Blank output in translation prediction

JptoEn · July 25, 2021, 8:44pm

Hi, although I am generally very impressed with the results of my SentencePiece encoded Transformer model, I have an issue where some of my sentences lack any prediction even tthough the model converged well.

My workflow was to pre-tok my raw data with Moses, then split into train/validate/test and train a SentencePiece model on the training data. Is that correct? Also I seem to have some extraneous tokens like &apos and &quot which I will try to fix by not using Moses.

Best Regards,
Matt

SamuelLacombe · July 26, 2021, 3:05am

Have you tried to put the option to have <unk> (both sentence piece and opennmt)? Often when the words are rare the model will prioritize <unk> which is “nothing” if you don’t have the option enable… So that could explain a blank prediction.

JptoEn · July 26, 2021, 6:29pm

Thanks Samuel I will check that out.

miguelknals · July 29, 2021, 10:56am

Hi, my linux box is out of my reach now. But you can search in the forum, someone asked a similar question (no translation), and the answer was to specify a minimum lenght when you translate with translate.py. If i am not wrong is

–min_length nnn

, where nnn can be for instance 2.

In my case, these solved the problem (only very rare instances of blank translation after that)
I guess is this what you were asking and also is valid for your translation flavor… If not excuse me.
Have a nice day!
Miquel

JptoEn · August 3, 2021, 12:05pm

Hi I assumed that paramater was unsupported in PyTorch, so I moved my whole project over to Tensorflow, but I still get this error:

onmt-main: error: unrecognized arguments: --min_length 2

However I don’t seem to have any missing predictions with TF, also my Validation perplexity is better.

miguelknals · August 3, 2021, 8:53pm

A little bit wierd.
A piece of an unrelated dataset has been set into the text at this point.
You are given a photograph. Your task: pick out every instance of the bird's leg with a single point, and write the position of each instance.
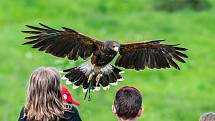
(91, 74)
(98, 77)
The command I use inside a shell script:

 onmt_translate --replace_unk --min_length 2   -gpu 0 -mode $var \
         -src $src \
         -output $output

Again, not sure why you are getting this error.

JptoEn · August 3, 2021, 10:22pm

I thought replace unk was only valid for LSTM models? I’m using Transformer base.

francoishernandez · August 5, 2021, 1:33pm

You can check the docs for available options: Translate — OpenNMT-py documentation

JptoEn · August 6, 2021, 10:43pm

I was missing the underscore! Stupid mistake…

Which framework is it recommended to build production systems with?

francoishernandez · August 23, 2021, 10:27am

Both. But for inference you might want to have a look at CTranslate2.